While it’s discouraging that war results in animal deaths, Daskin told me over the phone that local extinction in battle areas was rare—far rarer than he expected.
“We’d seen the level of devastation that can occur for wildlife populations [after conflict],” Daskin said. “There’s a fairly positive message here in that we saw as few [local] extinctions as we did.”
Daskin said that wildlife populations have an amazing ability to recover after a human conflict, even if they sustain significant losses due to poaching, hunting, habitat loss, or perhaps being caught in crossfire.

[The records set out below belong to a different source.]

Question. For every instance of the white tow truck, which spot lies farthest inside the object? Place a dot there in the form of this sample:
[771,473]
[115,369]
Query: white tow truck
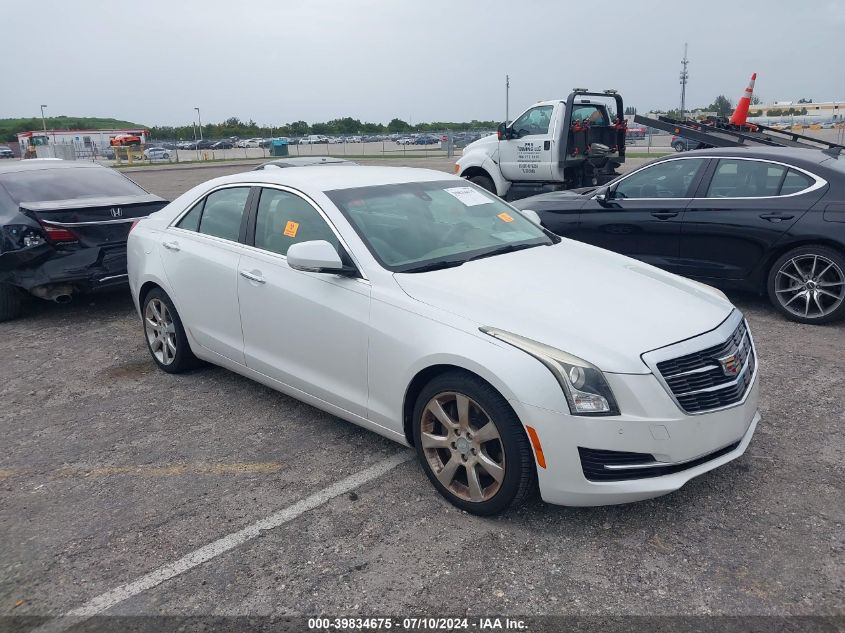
[553,145]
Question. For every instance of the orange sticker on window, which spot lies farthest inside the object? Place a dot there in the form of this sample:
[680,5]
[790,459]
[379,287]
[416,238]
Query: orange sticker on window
[291,228]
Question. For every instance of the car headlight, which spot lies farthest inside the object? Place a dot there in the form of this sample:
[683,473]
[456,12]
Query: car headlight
[583,384]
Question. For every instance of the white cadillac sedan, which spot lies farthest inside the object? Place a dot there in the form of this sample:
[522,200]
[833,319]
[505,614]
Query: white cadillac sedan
[423,308]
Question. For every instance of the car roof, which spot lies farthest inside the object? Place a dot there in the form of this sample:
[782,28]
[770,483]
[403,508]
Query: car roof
[305,161]
[36,164]
[797,155]
[330,178]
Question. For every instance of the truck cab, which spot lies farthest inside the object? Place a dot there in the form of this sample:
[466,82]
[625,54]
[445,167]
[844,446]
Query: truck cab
[552,145]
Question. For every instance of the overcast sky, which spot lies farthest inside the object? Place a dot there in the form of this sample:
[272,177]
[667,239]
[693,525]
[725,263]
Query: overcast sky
[276,61]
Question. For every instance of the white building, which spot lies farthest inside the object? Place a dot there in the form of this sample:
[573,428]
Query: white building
[82,140]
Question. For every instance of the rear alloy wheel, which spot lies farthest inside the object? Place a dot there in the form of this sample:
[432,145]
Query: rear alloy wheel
[807,285]
[471,445]
[165,334]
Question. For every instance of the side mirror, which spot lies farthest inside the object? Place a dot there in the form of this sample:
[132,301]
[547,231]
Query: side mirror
[317,256]
[603,196]
[532,215]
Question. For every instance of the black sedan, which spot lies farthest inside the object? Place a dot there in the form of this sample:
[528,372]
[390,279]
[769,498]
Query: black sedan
[63,229]
[768,220]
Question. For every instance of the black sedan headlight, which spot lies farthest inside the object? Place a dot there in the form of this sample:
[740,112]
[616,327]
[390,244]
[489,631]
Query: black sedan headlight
[583,384]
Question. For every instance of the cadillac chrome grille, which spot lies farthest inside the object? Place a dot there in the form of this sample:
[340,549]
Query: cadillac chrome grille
[713,378]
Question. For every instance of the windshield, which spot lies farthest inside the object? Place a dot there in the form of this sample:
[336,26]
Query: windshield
[412,225]
[64,184]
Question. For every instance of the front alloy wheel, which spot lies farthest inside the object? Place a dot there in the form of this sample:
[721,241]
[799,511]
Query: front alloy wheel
[808,285]
[165,335]
[463,447]
[471,445]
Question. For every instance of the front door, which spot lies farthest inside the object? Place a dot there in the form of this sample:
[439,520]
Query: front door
[528,156]
[642,214]
[307,330]
[200,254]
[746,207]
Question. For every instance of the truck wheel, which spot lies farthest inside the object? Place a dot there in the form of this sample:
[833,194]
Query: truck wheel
[484,182]
[10,302]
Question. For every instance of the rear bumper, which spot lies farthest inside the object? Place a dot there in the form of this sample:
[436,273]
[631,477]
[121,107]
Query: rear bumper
[85,269]
[685,446]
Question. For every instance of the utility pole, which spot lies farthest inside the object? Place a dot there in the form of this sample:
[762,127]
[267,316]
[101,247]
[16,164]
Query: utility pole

“We hope [the study] will inspire additional investment in post-war restoration,” Daskin said, “in wildlife and their habitats, but also in the socioeconomic conditions that are necessary for supporting wildlife conservation.”
Daskin and Pringle told me that they’ve witnessed wildlife restoration after a war firsthand. They worked together at Gorongosa National Park in Mozambique, which lost 95 percent of its biodiversity after a Civil War lasting almost two decades. With local agricultural assistance, conservation education for children, and collaborative ecological restoration on both sides of the conflict, the area has seen a massive resurgence in animal biodiversity, and even some alleviation in human poverty.
The study uses data from conflicts arising from struggles for independence, civil war, and genocide that broke out in the aftermath of violent European colonization, which destroyed countless human lives and livelihoods. One example is the Rwandan genocide of the 1990s, one of the most lethal genocides in human history, which occurred during the Rwandan civil war. Pringle also emphasized that not all animals are equally resilient to human conflict.
“Species differ in their capacity to recover depending on various factors, including the rate at which they reproduce and their vulnerability to human exploitation,” Pringle said.
In other words, you may expect that more deadly conflicts for humans were equally deadly for the animals in the area, but according to the study, this isn’t true. More frequent human battles were more deadly for animals; in other words, the more human battles that arise in one region, the more corresponding deaths among large herbivores such as elephants. This is largely because different animals have different experiences during times of war.
“The example that immediately comes to mind is the black rhinoceros, my favorite animal on the planet, which are inordinately vulnerable,” Pringle said.
Animals like the black rhinoceros have valuable ivory horns, which are often used to finance military activity. Other animals, such as elephants, can be hunted as food more often during times of war due to food insecurity. However, Pringle said that they don’t have enough data to know exactly which consequences of war affected which animals in their dataset the most.
Read More: Can the US Ivory Ban Actually Stop Poaching?
“If we can support people to collect data, then I think we’d be able to learn a lot more about the details of the causal mechanisms,” Pringle said. “We send physicians into conflict zones, we send peacekeepers. I don’t think it’s unrealistic to imagine to send conservation biologists into conflict zones.”
Daskin told me that valuing animal's lives won't stop a human war from occurring, even if we know war hurts animals too. But in the wake of a war, animals have a remarkable ability to unite people.
“Anyone that’s ever been to a zoo recognizes the elephants, rhinos, and zebras,” Pringle said. “These are animals that are somehow culturally important to people—not just locally, but globally. It’s important that we not lose these species that actually inspire people to care and to empathize.”